For part 2, I needed some additional helper methods. First, to decide if I was caught as I crossed the road, I needed to see if the iterable returned by trip contains any elements. My first attempt looked like this:

function wasCaught(firewall,delay) {
    for(let s of trip(firewall,delay)) return true;
    return false;
}

But ESLint didn’t like the fact that I don’t use the s variable, but I’m not sure the for...of syntax allows me to avoid declaring a variable. So another approach would be to access the iterator protocol directly:

const wasCaught = (firewall,delay) => !trip(firewall,delay)[Symbol.iterator]().next().done;

This works fine, but is a little bit cryptic. It would be better to create another utility method that works on a generic sequence of elements and can tell me whether there are any elements in it. I came up with this any method that supports passing in an optional predicate to check for each element:

function any(seq, predicate) {
    if (typeof(predicate) === 'undefined') 
        return !seq[Symbol.iterator]().next().done
    for(let el of seq) {
        if (predicate(el)) return true;
    }
    return false;
}

Now our wasCaught method becomes:

const wasCaught = (firewall,delay) => any(trip(firewall,delay));

With that in place we can find the first value of delay where we cross the road without a collision:

for(let delay = 0; ; delay++) {
    if (!wasCaught(firewall,delay)) return delay;
}

And that works fine, but I thought it would be nice to enhance my utilities library with a couple more methods that can make my solution a bit more functional. First, I updated my range function to make the count parameter optional. This means I can generate an unending sequence of incrementing numbers:

function* range(start, count) {
    for (let n = 0; typeof(count) === 'undefined' || n < count; n++) {
        yield start++;
    }
}

And I also created a first function, returning the first element in a sequence with an optional predicate:

function first(seq, predicate) {
    if (typeof(predicate) === 'undefined') 
        return seq[Symbol.iterator]().next().value
    for(let el of seq) {
        if (predicate(el)) return el;
    }
}

This means that the solution to part 2 becomes:

first(range(0),d => !wasCaught(firewall,d))
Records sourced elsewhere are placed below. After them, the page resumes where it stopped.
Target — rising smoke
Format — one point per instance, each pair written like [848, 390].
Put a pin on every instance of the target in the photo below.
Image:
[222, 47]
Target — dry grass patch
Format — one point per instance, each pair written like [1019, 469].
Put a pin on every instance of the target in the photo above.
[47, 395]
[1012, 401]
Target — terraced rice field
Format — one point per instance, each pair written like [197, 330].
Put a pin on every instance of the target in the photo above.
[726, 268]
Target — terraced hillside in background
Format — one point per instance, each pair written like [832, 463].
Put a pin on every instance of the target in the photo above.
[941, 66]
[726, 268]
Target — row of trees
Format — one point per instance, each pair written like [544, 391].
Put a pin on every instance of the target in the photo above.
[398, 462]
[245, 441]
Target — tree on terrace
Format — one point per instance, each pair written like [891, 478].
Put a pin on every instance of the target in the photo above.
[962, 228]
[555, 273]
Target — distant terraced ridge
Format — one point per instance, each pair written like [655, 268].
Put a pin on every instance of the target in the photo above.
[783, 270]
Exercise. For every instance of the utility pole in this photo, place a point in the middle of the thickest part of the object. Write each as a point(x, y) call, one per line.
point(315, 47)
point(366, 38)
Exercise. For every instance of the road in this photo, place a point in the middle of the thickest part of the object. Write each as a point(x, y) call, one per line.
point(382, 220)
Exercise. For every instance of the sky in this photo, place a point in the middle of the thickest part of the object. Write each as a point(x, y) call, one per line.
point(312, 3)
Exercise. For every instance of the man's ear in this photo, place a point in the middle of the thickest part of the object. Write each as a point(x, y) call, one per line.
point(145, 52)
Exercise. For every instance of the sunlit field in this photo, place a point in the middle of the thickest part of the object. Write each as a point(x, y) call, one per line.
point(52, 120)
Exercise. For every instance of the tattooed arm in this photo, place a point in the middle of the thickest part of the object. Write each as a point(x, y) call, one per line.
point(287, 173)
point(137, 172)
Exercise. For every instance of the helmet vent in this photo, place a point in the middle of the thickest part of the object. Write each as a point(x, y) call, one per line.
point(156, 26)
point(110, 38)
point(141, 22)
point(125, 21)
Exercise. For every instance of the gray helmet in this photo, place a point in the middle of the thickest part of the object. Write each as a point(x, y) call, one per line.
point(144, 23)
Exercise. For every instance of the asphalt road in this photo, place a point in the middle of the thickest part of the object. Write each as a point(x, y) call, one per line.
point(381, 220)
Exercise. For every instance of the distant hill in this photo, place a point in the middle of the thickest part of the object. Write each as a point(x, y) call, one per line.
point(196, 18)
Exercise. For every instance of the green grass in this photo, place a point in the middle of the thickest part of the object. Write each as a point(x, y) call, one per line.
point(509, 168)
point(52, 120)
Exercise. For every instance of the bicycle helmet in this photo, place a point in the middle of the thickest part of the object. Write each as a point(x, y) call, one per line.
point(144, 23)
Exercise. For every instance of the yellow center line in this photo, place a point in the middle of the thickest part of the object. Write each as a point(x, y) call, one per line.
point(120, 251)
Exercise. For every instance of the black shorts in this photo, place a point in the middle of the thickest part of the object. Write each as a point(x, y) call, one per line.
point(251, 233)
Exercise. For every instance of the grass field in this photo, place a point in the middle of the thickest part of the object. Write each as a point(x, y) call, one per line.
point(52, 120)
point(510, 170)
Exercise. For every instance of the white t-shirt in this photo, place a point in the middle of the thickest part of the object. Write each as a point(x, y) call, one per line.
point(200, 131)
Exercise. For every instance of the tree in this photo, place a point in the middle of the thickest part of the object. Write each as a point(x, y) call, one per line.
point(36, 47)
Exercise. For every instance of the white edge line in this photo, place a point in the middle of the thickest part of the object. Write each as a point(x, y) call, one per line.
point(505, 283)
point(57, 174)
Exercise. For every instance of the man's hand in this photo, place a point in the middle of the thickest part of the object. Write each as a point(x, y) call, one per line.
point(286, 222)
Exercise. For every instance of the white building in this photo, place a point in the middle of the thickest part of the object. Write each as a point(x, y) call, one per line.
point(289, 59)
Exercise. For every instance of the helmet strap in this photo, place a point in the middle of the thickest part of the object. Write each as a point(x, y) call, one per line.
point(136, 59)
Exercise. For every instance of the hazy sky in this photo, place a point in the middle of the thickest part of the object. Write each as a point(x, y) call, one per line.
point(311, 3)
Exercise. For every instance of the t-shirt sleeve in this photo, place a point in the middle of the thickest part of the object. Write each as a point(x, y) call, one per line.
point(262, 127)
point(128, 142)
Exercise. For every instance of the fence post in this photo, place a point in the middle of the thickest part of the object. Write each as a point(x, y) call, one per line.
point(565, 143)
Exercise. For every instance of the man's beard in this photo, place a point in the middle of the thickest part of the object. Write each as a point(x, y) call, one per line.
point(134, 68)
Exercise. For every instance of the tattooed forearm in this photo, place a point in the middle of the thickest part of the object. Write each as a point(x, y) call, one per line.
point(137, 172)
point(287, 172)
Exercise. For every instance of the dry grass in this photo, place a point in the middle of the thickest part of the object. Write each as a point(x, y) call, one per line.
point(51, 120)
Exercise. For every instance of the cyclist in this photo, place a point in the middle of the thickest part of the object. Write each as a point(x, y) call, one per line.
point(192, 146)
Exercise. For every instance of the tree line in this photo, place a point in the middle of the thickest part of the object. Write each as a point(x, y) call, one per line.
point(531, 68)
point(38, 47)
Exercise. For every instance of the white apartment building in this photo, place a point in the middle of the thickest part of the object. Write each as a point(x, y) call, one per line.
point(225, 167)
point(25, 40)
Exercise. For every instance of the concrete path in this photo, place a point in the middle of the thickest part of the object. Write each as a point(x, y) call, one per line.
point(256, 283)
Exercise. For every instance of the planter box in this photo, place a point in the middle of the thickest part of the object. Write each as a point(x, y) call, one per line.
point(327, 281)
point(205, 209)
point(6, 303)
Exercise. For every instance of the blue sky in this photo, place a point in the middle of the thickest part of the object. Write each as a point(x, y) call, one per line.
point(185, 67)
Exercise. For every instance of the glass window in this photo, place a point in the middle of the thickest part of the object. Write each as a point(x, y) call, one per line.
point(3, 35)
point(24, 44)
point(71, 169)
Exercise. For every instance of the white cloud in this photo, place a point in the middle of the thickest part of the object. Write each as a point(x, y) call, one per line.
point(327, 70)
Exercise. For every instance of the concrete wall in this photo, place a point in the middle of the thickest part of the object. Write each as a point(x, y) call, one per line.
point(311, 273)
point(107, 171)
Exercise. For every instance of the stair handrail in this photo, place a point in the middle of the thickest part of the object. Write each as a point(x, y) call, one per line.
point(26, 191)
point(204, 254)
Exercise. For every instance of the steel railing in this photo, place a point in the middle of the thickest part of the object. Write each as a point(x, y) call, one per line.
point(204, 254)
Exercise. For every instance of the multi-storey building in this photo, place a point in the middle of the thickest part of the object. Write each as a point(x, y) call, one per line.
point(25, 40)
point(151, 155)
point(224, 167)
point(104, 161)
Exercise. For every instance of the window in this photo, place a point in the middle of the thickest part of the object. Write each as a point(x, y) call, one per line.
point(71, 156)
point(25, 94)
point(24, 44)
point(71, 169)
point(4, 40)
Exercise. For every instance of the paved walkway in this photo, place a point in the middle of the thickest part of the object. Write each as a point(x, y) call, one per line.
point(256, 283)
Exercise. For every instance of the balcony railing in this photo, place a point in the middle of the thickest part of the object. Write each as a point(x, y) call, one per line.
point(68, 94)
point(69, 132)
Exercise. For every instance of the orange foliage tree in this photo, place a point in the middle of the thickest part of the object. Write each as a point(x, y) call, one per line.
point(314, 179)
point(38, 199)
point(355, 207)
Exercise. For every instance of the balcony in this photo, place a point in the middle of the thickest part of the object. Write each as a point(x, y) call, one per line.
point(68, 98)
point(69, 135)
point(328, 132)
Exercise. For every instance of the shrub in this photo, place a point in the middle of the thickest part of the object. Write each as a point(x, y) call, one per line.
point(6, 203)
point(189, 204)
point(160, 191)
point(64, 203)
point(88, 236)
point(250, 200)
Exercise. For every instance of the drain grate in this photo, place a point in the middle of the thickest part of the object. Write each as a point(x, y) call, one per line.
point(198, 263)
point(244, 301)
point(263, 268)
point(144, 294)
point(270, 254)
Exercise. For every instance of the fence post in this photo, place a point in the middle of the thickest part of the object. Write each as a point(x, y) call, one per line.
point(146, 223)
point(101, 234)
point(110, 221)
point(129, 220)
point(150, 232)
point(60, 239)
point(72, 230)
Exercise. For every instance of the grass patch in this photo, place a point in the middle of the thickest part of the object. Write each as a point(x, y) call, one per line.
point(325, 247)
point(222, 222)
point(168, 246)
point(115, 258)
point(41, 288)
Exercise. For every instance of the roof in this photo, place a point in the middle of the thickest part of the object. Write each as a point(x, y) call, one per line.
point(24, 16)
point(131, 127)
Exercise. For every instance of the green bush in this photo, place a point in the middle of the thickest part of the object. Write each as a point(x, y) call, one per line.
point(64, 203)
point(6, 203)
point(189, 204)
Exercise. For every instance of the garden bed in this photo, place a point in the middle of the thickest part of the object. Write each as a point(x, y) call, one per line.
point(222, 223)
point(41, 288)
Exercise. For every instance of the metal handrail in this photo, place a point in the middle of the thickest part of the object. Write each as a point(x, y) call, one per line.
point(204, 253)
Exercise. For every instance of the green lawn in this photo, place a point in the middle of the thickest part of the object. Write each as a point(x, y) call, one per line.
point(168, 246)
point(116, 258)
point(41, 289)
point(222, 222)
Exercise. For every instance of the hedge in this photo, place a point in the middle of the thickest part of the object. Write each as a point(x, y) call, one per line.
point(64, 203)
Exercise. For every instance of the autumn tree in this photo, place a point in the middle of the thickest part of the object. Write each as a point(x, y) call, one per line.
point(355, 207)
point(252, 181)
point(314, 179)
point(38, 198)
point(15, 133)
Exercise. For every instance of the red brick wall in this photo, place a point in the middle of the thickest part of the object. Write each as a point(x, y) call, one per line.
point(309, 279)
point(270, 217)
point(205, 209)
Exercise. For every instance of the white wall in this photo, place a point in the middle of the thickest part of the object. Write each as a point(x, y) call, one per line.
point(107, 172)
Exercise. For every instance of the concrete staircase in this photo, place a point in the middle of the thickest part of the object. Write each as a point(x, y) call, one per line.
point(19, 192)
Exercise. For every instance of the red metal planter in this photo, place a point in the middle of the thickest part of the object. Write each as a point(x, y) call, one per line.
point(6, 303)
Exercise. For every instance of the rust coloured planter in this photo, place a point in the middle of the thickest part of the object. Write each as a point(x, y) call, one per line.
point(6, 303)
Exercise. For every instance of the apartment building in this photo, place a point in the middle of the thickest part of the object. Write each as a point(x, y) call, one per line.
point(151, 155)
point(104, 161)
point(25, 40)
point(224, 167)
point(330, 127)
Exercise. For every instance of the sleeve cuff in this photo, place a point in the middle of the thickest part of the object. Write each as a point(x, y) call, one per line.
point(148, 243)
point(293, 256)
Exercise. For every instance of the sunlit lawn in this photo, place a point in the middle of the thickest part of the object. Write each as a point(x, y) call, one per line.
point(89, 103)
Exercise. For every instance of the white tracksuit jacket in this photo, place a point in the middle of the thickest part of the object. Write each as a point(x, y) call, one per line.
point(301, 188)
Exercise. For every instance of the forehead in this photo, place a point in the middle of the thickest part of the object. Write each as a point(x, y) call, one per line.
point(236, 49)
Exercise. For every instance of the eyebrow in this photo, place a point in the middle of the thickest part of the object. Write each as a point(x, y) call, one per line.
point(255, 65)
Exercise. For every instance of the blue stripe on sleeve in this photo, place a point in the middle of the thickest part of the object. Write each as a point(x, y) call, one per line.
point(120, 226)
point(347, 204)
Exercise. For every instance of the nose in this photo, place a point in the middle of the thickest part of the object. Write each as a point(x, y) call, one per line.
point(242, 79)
Slowly, my utils module is picking up all the handy sequence manipulation utilities I’m used to using with LINQ or the F# seq module. Of course I know there are already plenty of JavaScript libraries with similar functionality, but the advantage of making my own is that they are named and work the way that makes sense to me, and I’m learning along the way. The downside of making my own is that mine won’t be performance optimised and are somewhat idiosyncratic.

My plan is that once I’ve finished these challenges I’ll explore some JavaScript iterable helper libraries (e.g. lodash or ramda) and see if any would work as a replacement for my own methods. Feel free to let me know in the comments which library you recommend.